The House then narrowly turned down funding for
missile defenses.
Two assumptions made in the assessment,
however, were not made public at the time: (1) any country building such
missiles would have no outside help; and (2) for purposes of the assessment,
the "United States" did not include Alaska and Hawaii.
These revisions managed to cook the books
exactly as the CIA wanted. The threat was sufficiently over the horizon to
require no immediate action on missile defense. And as Hawaii and Alaska were
much closer to one of the major threat countries, North Korea, excluding both
states from the definition of the "United States" was a convenient
way of dismissing the threat that might arise from Pyongyang: missiles able to
strike Hawaii, after all, could be of a much shorter range than those capable
of striking San Francisco.
So the administration, far from ignoring the
intelligence, was perfectly happy to have the "intelligence
community" backstop political opposition to what it saw as dangerous
missile defense ideas. The bias evident in the 1995 threat assessment was,
however, part of a pattern of poor intelligence generated by a host of bad
thinking and wrong assumptions. This incompetence became glaringly evident
three years later.
On March 19, 1999, in a little-known
side-letter to the Speaker of the House and the Majority Leader of the US
Senate, the members of the Rumsfeld Commission on "Ballistic Missile
Threats to the United States" issued a number of warnings.

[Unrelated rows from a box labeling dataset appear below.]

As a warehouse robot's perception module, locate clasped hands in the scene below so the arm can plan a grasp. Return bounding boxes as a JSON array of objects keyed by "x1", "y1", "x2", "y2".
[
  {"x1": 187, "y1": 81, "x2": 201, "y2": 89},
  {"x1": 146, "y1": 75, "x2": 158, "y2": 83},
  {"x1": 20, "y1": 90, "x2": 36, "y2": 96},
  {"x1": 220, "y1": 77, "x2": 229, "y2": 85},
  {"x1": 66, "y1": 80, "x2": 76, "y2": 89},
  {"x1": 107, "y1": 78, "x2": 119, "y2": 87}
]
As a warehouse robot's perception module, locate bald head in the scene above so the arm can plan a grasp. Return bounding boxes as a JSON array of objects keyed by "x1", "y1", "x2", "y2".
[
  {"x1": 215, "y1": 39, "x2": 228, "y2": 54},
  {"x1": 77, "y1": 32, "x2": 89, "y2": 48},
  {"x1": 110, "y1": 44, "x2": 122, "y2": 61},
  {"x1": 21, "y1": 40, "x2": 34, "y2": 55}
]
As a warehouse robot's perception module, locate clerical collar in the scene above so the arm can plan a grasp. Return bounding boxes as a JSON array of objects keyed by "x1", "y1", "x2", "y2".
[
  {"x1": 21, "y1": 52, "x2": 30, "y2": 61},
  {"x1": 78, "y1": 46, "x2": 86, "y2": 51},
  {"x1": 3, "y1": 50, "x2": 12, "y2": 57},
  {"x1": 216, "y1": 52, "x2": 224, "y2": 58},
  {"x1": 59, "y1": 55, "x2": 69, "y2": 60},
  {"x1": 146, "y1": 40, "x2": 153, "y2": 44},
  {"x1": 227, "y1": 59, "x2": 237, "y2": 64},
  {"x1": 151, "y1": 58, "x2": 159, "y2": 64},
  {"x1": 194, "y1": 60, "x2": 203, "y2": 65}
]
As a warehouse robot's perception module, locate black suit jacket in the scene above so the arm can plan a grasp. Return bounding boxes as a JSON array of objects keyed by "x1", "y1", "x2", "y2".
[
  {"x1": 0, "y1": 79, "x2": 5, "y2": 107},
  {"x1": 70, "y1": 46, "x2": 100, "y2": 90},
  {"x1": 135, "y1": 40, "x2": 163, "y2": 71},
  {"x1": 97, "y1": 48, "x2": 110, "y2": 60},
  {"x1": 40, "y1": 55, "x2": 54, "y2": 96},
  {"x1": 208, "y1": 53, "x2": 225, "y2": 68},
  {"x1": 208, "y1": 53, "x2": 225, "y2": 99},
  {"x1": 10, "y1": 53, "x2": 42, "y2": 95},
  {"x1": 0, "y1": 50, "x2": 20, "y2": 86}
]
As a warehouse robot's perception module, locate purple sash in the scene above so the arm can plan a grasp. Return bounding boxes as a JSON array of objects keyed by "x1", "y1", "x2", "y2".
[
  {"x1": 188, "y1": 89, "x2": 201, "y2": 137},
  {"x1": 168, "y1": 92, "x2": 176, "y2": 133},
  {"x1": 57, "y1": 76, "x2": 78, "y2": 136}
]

Significant missile capabilities were emerging
in a large number of hostile states, and far faster than previously assumed, as
technology and expertise became increasingly available. Worse, our ability to
detect such capability was being increasingly frustrated by our adversaries'
sophisticated deception and denial capabilities.
The letter then highlighted an extraordinary
insight acquired during the Commission's work, that the US intelligence
community viewed ballistic missile acquisition and development by hostile
nations as principally a problem of enforcing nonproliferation measures. What
the intelligence community failed to do was see WMD and missiles "as
instruments of state power" rather than as "contraband traded
contrary to international norms."
The U.S. effort therefore became tracing the
evidence of the commercial activity and determining the complicity of the
seller and its government in the sale of various technologies.
The letter then explained that considerably
less attention is given to the motivation of those who seek to acquire such
capabilities; the leverage that such a purchase might impart to the buyer in
global or regional affairs,; the growth paths for ballistic missile programs;
the likelihood that buyers cooperate among themselves, and the effects of
deception and denial activities.
After one briefing, the Commission members were
apparently told that everything they had heard from the analysts was
"mostly incorrect" because the briefers "did not have access to
the information" the Commission had received or was about to receive from
other "compartments". The briefers, the Commission concluded, knew
less than the Commission members they were briefing.
Recently, Russian General Nikolai Makarov, the
Chief of the General Staff of the Armed Forces of Russia, threatened
pre-emptive military strikes against US missile defense sites in Europe.
Russia -- an ally of Iran, with its ballistic
missiles, its nuclear weapons program, and its obedient proxy, Syria -- has
assisted North Korea and Iran in their nuclear and missile programs.
Is there thus any doubt that Moscow is very
much part of terrorism's global coalition?